The bad news is that this has lead to a vast amount excess nutrients building up in our streams, lakes, and rivers, because chemical fertilizers are often over-applied.
Surprisingly, much of this overuse of chemical fertilizers is actually from homeowners, and not from farmers, who typically carefully measure and apply the least amount of fertilizer necessary to get the job done in order to grow their crops in the most cost effective way possible.
Many homeowners who aren't growing to make a profit end up inadvertently overusing chemical fertilizers (and pesticides too!). They think that if a little bit is good, then more must be better.It isn't!

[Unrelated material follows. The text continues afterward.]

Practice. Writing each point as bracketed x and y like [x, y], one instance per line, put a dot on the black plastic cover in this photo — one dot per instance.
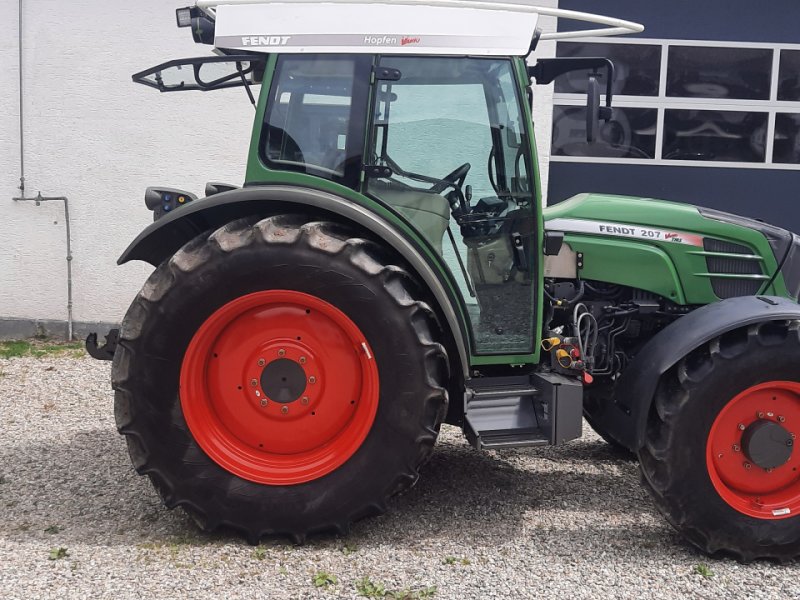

According to the National Academy of Sciences, even though farmers uses pesticides more widely, homeowners uses 10 times more fertilizer per acre
If you only take away one thing from this article, please let it be that you should only use the proper amount of any fertilizer, and not anything more
. This will save you money, and it will also keep your yard and garden healthier
at the same time. This is extremely important with chemicals, but it also applies to all naturals!
all natural gardeners can look to the work of Sir Albert Howard
for solid research and ideas on how to grow plants more naturally. His ideas consider chemical processes that occur in nature. He then applies them to agriculture and home gardening.